Tuesday, November 29, 2016

Magic Music - Self titled

Magic Music - Self titled 

Magic Music’s original run ended in 1976 before the band even recorded an album. Nearly forty years would pass before the opportunity to do would present itself again to these Colorado based musicians. By that point, the musical world had changed multiple times over and the style that had fallen out of favor by the time of their mid seventies breakup now occupies a comfortable and secure niche in the American songscape. Their debut album Magic Music is a seventeen song release that puts its foot in every style of traditional American music and never loses its balance once.

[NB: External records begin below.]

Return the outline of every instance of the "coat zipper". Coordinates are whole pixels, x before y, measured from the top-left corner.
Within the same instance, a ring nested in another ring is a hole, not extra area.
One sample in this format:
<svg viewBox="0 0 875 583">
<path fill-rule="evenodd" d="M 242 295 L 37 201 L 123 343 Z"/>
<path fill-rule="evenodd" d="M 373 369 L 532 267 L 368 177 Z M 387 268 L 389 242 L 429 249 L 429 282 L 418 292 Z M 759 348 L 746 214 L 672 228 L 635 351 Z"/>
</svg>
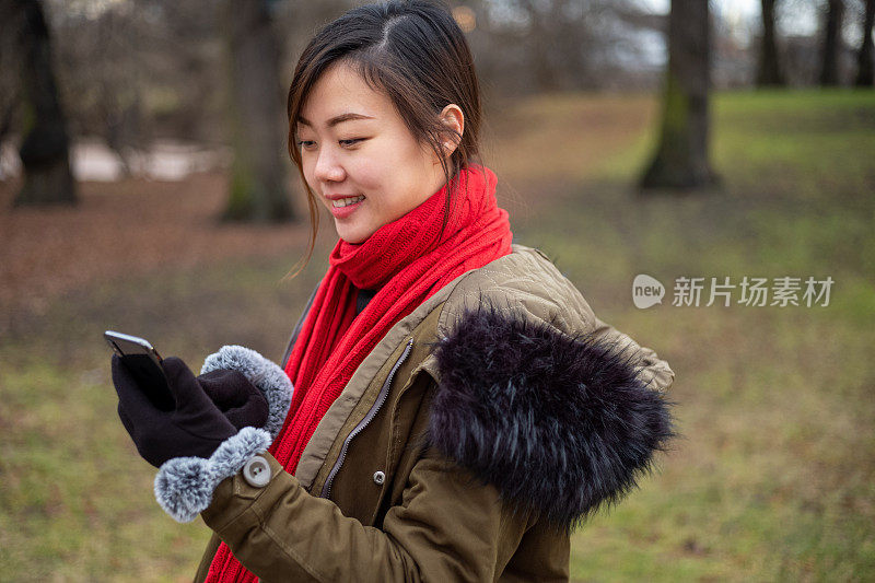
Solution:
<svg viewBox="0 0 875 583">
<path fill-rule="evenodd" d="M 376 417 L 376 413 L 377 411 L 380 411 L 380 408 L 383 407 L 383 404 L 385 403 L 386 397 L 389 394 L 389 384 L 392 384 L 392 380 L 395 376 L 395 372 L 404 363 L 404 361 L 407 360 L 407 355 L 410 353 L 410 349 L 412 347 L 413 347 L 413 339 L 410 338 L 409 340 L 407 340 L 407 346 L 404 349 L 404 353 L 400 355 L 398 361 L 392 368 L 392 371 L 389 371 L 389 375 L 383 383 L 383 386 L 380 389 L 380 395 L 377 395 L 376 397 L 376 401 L 368 411 L 368 415 L 364 416 L 364 419 L 362 419 L 359 422 L 359 424 L 355 425 L 352 429 L 352 431 L 350 431 L 349 435 L 347 435 L 347 439 L 343 440 L 343 447 L 340 448 L 340 456 L 337 458 L 337 462 L 335 462 L 331 471 L 328 474 L 328 478 L 325 480 L 325 485 L 322 487 L 322 493 L 319 494 L 320 498 L 327 499 L 329 495 L 331 495 L 331 482 L 334 481 L 335 476 L 337 476 L 337 473 L 340 471 L 340 466 L 343 465 L 343 460 L 347 457 L 347 450 L 349 450 L 349 443 L 352 441 L 352 438 L 362 432 L 362 430 L 368 425 L 368 423 L 370 423 L 371 420 L 374 417 Z"/>
</svg>

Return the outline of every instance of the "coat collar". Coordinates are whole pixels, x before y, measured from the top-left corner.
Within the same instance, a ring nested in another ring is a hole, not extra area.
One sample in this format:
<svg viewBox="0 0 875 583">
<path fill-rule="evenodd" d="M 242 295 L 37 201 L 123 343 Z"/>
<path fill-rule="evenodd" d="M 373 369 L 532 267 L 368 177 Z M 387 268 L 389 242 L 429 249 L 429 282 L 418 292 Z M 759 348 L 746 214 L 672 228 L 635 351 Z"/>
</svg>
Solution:
<svg viewBox="0 0 875 583">
<path fill-rule="evenodd" d="M 433 353 L 423 444 L 568 532 L 635 488 L 675 433 L 631 357 L 559 319 L 488 296 L 466 307 Z"/>
</svg>

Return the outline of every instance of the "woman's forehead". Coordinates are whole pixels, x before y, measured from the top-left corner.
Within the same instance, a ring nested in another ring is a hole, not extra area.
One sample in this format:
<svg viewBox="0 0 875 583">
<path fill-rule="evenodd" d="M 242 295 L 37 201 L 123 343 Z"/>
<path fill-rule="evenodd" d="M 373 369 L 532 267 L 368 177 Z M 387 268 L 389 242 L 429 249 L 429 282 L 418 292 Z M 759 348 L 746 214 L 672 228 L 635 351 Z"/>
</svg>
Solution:
<svg viewBox="0 0 875 583">
<path fill-rule="evenodd" d="M 334 127 L 342 123 L 362 123 L 377 119 L 392 108 L 389 98 L 371 89 L 364 79 L 349 66 L 335 66 L 326 70 L 307 95 L 299 125 Z"/>
</svg>

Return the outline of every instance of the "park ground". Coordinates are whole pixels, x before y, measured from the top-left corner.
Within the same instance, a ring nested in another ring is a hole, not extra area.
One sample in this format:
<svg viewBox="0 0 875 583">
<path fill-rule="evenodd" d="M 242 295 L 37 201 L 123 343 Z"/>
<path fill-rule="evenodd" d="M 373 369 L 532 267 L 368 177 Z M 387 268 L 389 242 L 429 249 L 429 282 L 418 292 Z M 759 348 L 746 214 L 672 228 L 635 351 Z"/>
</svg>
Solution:
<svg viewBox="0 0 875 583">
<path fill-rule="evenodd" d="M 487 135 L 514 240 L 677 375 L 680 439 L 575 533 L 572 580 L 872 581 L 875 94 L 720 93 L 722 187 L 641 197 L 656 116 L 653 96 L 544 95 Z M 0 579 L 194 574 L 209 530 L 155 503 L 100 336 L 192 368 L 225 343 L 280 358 L 332 226 L 283 281 L 308 228 L 215 224 L 225 184 L 85 183 L 80 208 L 0 214 Z M 638 273 L 666 285 L 662 305 L 633 306 Z M 744 305 L 737 289 L 731 306 L 672 305 L 677 278 L 744 276 L 835 283 L 828 305 Z"/>
</svg>

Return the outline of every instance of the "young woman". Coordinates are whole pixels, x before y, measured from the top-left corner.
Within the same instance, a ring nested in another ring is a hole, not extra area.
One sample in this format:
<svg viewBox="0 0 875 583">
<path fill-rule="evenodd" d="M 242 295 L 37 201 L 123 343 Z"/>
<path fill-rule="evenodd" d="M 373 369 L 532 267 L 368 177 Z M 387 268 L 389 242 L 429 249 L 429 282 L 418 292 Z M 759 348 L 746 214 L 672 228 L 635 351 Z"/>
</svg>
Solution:
<svg viewBox="0 0 875 583">
<path fill-rule="evenodd" d="M 113 360 L 159 502 L 214 532 L 196 580 L 567 580 L 572 529 L 673 436 L 674 373 L 512 242 L 444 7 L 325 26 L 288 113 L 339 240 L 282 369 L 236 346 L 198 377 L 165 359 L 162 411 Z"/>
</svg>

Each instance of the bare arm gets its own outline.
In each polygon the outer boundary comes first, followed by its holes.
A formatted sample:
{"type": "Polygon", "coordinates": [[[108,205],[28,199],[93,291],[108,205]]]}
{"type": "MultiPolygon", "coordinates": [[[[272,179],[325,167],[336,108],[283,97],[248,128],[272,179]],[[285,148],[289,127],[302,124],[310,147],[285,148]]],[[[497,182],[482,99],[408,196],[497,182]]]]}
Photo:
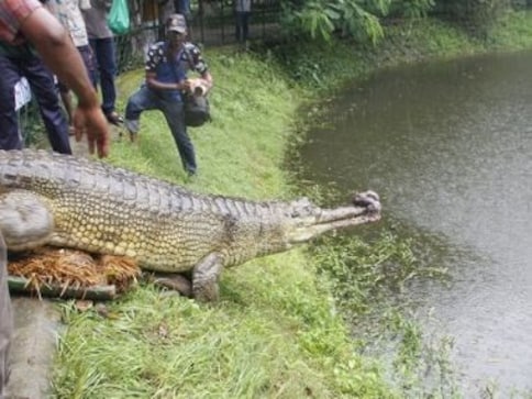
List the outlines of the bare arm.
{"type": "Polygon", "coordinates": [[[100,157],[109,153],[109,125],[100,109],[98,96],[92,87],[79,52],[68,33],[44,8],[35,9],[21,24],[20,31],[35,46],[44,63],[78,97],[74,114],[76,138],[87,133],[89,151],[95,145],[100,157]]]}
{"type": "Polygon", "coordinates": [[[171,84],[157,80],[157,75],[154,71],[146,71],[146,85],[153,90],[186,90],[185,80],[176,81],[171,84]]]}

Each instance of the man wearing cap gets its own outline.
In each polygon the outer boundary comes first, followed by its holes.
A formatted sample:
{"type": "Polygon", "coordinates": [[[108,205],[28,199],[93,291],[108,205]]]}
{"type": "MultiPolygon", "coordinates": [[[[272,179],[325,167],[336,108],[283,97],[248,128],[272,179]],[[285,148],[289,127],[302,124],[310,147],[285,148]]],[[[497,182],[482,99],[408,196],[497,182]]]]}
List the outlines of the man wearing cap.
{"type": "MultiPolygon", "coordinates": [[[[107,156],[109,126],[81,56],[67,32],[37,0],[0,0],[0,42],[16,45],[25,41],[32,43],[46,65],[77,95],[78,104],[74,113],[77,136],[86,133],[90,151],[93,152],[96,147],[98,155],[107,156]]],[[[0,231],[0,398],[5,396],[8,355],[13,332],[5,251],[0,231]]]]}
{"type": "Polygon", "coordinates": [[[192,142],[185,125],[181,93],[190,92],[187,71],[195,70],[204,86],[212,87],[212,77],[200,49],[186,42],[187,23],[181,14],[171,14],[166,21],[166,40],[149,46],[145,65],[144,85],[128,100],[125,126],[132,142],[136,141],[141,113],[159,110],[164,113],[189,176],[196,175],[197,164],[192,142]]]}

Unlike many other retro performers, Magic Music’s style never seems forced or too studied. These songs seem like a natural and effortless expression of the experiences that go into the songwriting and they show outstanding technique as well. Each of the songs, even the instrumentals, don’t waste a single word or note trying to convey themselves to the audience.

Few songs make that more apparent than the opener. “Bring Down the Morning” is a brilliant modern folk song that’s never too precious or affected; it seems like an intensely sincere accounting of the speaker’s yearning and the poetic touches littering the song give it real added verve. “Bright Sun Bright Rain” pushes much harder against the listener and has an almost rock song like urgency without any of the histrionics. The lilting opening of “The Porcupine Flats Shuffle” shifts tempo slightly as it goes further in the song but it never turns into a full fledged shuffle as the title implies. It tumbles out, instead, with a slightly staggered pulse that’s quite pleasing all the while. The overlapping musical lines opening “Gandy Dancer” coalesce into another quasi-shuffle peppered with tasteful melodic splashes. The vocals are handled in harmony for much of the song with occasional changes and the instrumental breaks are kept relatively brief in comparison to the surrounding songs.  

There’s a gradual growth in the instrumentation of “Carolina Wind”. It begins with an almost skeletal melody and Magic Music shows great patience in developing it for the listeners. “The Flatbush Jig” is a brief instrumental with a haunting quality that seems to waft into form rather than emerging fully fleshed out. Acoustic guitar is the primary musical mover on “Eldorado Canyon” and lays out a very deliberate melody in the introduction. It shifts into a much more fluid mode for the verses but the understatement remains the same. There’s much more of a solo vocal at work here than the abundance of harmonies heard in other songs and it gives it a different sort of quality. There’s a strong blues influence in the later songs “Country” and “Better Days”, but much like the band does with other styles, they opt for artfully invoking its tropes rather than leaning too heavily on clichés. Much of the men behind these songs emerges through their art and helps all of the songs on this debut sound like no one else could have written or recorded them.